The same approach works for integers, too, of course.
The receiver only needs to find the byte order permutation that yields the same byte order as the native prototype value. Currently, you can expect there to be only two: either no permutation (same byte order), or reverse byte order. In the past, there have been different architectures, and you could support all four (1234, 4321, 2143, 3412) for 32-bit and 64-bit types, but I haven't seen anything except same (1234) or reverse (4321) byte order in practice.
On current architectures integers and floats have the same byte order, but that may not necessarily be true in the future.
There are many ways to manipulate the byte order, but I prefer the arithmetic one. For example:
Code:
uint32_t get_u32(const void *const dataptr, const unsigned char byte_order)
{
uint32_t data = *(const uint32_t *)dataptr;
if (byte_order & 1)
data = ((data & 0x00FF00FFU) << 8U)
| ((data >> 8U) & 0x00FF00FFU);
if (byte_order & 2)
data = ((data & 0x0000FFFFU) << 16U)
| ((data >> 16U) & 0x0000FFFFU);
return data;
}
float get_float(const void *const dataptr, const unsigned char byte_order)
{
uint32_t data = *(const uint32_t *)dataptr;
if (byte_order & 1)
data = ((data & 0x00FF00FFU) << 8U)
| ((data >> 8U) & 0x00FF00FFU);
if (byte_order & 2)
data = ((data & 0x0000FFFFU) << 16U)
| ((data >> 16U) & 0x0000FFFFU);
return *(float *)&data;
}
Note that you can simply try all possible byte_order values (four for 32-bit values), until the received prototype matches the expected prototype value. If none of them work, then the sender did not use the same representation, and the communication would not work anyway.
I've found that for typical messages, the overhead incurred to adjust the byte order for received messages is minimal, truly neglible. One reason for that is that the data received tends to be cache-hot, and any operations done on them will usually not cause any cache-misses. The overhead tends to be just a few clock cycles per element.

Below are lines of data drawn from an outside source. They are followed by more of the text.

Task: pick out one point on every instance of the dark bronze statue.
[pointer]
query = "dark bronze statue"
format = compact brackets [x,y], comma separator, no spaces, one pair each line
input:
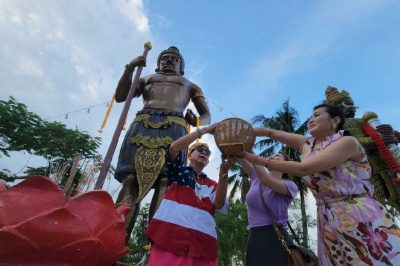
[382,176]
[165,95]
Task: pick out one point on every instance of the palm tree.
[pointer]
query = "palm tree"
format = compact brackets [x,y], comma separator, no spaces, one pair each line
[285,119]
[239,180]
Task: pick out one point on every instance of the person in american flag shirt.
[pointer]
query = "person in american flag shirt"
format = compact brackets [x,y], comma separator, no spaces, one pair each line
[182,230]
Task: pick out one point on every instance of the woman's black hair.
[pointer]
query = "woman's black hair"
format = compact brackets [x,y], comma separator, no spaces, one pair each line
[333,111]
[286,158]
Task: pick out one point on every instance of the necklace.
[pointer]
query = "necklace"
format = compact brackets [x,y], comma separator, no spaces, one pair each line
[197,189]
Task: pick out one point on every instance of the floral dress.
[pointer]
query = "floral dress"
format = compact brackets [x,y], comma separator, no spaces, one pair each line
[353,228]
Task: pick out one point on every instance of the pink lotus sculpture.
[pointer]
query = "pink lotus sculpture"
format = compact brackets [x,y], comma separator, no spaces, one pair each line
[39,225]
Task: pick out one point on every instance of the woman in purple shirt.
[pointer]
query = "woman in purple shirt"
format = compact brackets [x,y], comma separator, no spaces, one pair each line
[263,246]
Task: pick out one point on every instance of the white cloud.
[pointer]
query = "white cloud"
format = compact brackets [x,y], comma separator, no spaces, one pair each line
[133,10]
[60,56]
[320,32]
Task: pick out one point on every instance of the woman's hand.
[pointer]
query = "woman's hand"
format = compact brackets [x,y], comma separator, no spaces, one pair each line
[226,164]
[210,129]
[262,131]
[254,159]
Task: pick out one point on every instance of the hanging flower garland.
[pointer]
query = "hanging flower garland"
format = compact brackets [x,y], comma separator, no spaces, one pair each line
[383,149]
[107,114]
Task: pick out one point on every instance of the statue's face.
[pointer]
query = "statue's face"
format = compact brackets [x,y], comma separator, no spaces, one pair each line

The approach works very well even when messages are broadcast. The recipient only needs to check the sender to remember which byte order swizzle has to be done to the message. If the 2, 4, or 8-byte overhead per data type per message is not significant, you can even include the prototype value for each type in the message itself.

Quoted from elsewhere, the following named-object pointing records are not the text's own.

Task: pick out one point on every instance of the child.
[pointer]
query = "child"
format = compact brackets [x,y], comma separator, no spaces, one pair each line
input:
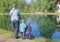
[22,28]
[28,31]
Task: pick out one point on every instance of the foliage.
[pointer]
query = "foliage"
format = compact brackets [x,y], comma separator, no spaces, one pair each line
[46,5]
[46,40]
[46,25]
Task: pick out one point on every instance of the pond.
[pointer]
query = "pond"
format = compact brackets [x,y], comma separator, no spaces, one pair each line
[56,35]
[36,33]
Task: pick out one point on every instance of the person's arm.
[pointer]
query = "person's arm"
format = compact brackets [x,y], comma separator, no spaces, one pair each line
[11,12]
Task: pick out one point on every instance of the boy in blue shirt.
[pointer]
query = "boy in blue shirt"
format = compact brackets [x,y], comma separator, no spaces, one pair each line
[22,28]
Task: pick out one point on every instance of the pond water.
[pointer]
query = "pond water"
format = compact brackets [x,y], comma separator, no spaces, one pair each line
[56,35]
[36,33]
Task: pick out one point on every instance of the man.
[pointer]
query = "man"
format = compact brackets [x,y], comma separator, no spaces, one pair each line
[15,15]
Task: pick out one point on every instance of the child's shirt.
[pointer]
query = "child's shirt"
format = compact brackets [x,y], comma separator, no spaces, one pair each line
[28,29]
[22,27]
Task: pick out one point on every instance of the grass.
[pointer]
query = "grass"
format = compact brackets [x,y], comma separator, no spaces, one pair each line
[2,31]
[46,40]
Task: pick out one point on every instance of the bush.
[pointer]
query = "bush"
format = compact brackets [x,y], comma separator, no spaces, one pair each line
[46,25]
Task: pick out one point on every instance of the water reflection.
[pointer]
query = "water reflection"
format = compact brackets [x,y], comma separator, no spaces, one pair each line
[34,27]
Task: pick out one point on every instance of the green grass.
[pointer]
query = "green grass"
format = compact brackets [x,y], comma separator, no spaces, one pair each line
[2,31]
[46,40]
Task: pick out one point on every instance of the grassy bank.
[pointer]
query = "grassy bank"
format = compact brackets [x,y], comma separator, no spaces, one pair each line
[36,39]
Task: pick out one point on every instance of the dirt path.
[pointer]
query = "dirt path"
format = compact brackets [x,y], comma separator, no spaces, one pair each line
[7,38]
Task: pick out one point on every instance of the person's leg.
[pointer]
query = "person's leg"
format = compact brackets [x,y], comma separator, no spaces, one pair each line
[16,28]
[13,23]
[29,36]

(Note that the situation is NOT symmetric. You cannot do the conversion on the sender side, and achieve the same flexibility. The sender would have to target each receiver separately. Since each message can have only one sender, but multiple recipients, the recipient can always adapt to the sender but not vice versa. So, this is only really feasible on the recipient side.)